Changeling

Table of Contents

This is a pair programming assignment. If you are working in a pair, this means that you and your partner should be doing the entirety of this assignment side-by-side, on a single computer, where one person is "driving" and the other is "navigating." Set a timer to swap every 15 minutes. You can choose your favorite from this online timer page. Make sure your sound volume is audible, but not so loud to disturb the people around you.

We will use anonymous grading on Moodle, which means that the grader won't see your name until after the grading is done. This is an easy way to help add an extra element of fairness to the grading. Therefore, make sure your name doesn't appear on your actual submission. When you submit via Moodle, it will know you are. Thanks!

Overview

In some crossword puzzle books, there is a kind of word puzzle called a Changeling. A changeling (in this context, anyway) is a pair of words with the same number of letters. To solve the changeling, you show a sequence of words, each differing from the previous word by a single letter, that transforms the first word of the changeling into the second.

For example, one solution to the changeling "CAT to DOG" is "CAT, COT, DOT, DOG." The intermediate words must, of course, be words. Note that in this example, we have the smallest possible number of words, since CAT and DOG differ in three letter positions, and there are three letter transitions in this solution. In a contest of changeling solutions, short solutions win. (Actually, short and clever solutions would be better than the short and dull solutions that are most common, but I won't ask you to write a program to judge cleverness.)

Your program

For this project, you will write a program that uses a word list to compute solutions to changelings. Here is a public domain word list designed for word games that you can use. (Make sure to right-click the previous link and save directly to a file; it's too big to conveniently open in your browser). If you like, you can read more than you ever wanted to know about where this word list came from and who made it.

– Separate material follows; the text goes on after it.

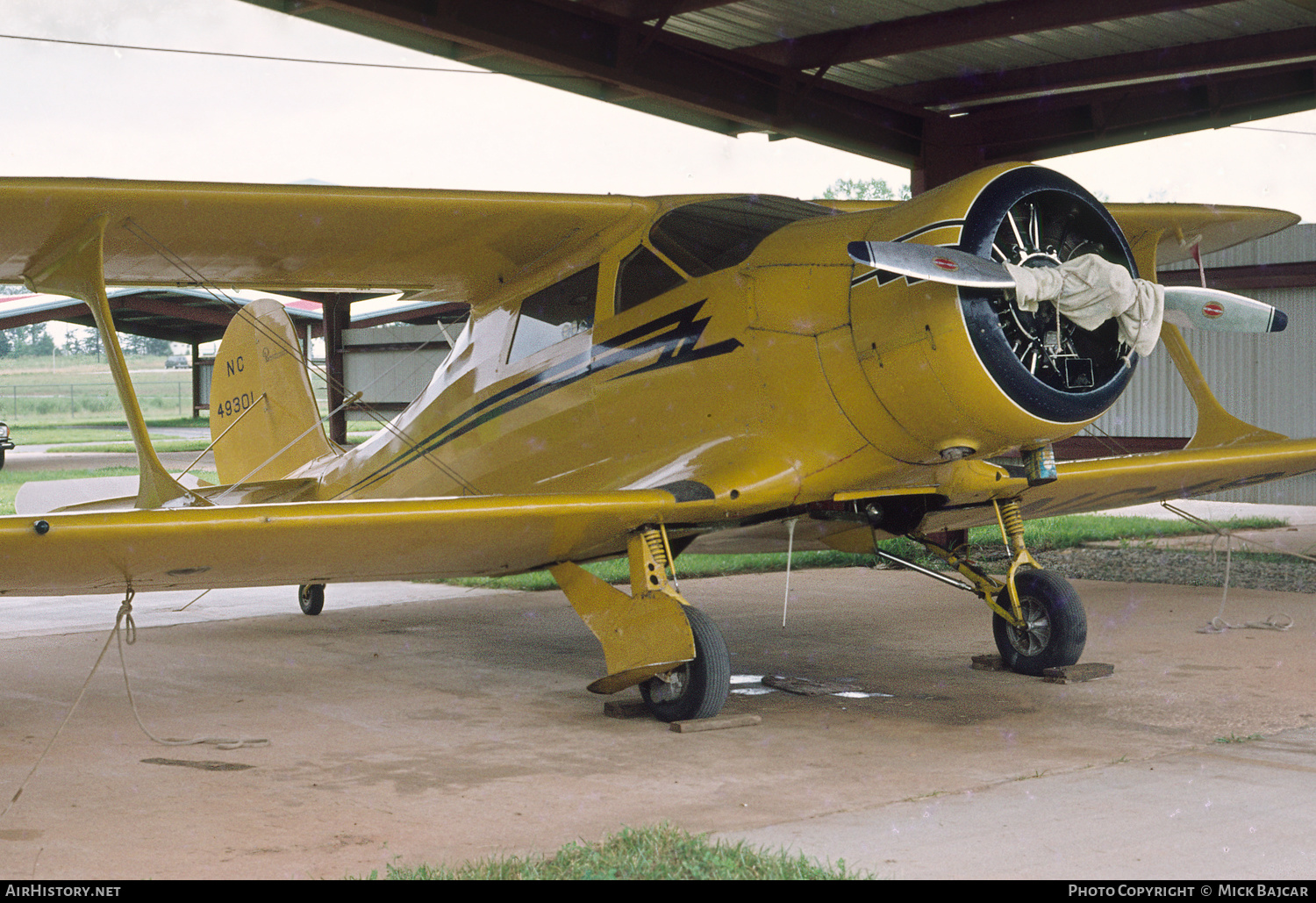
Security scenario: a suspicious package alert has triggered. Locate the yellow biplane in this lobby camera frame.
[0,163,1316,720]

Your main class for this assignment should be called Changeling, and will be used as follows:

java Changeling wordlistfile firstword secondword

This should compute a solution to the changeling starting at firstword and going to secondword using the indicated word list file. If the user runs the program with some number of command-line arguments other than three, the program should print an appropriate usage message and exit.

So, how are you going to compute changeling solutions? There are undoubtedly many ways to solve this problem, but here is the way you must do it for this assignment:

  • Build a graph out of the word list file where each word is a vertex of the graph and two words/vertices are connected if they are the same length and differ by only one letter. Then use a breadth-first search starting at the first word until you find the second word. Then print out the path, if any, that you discovered in this way.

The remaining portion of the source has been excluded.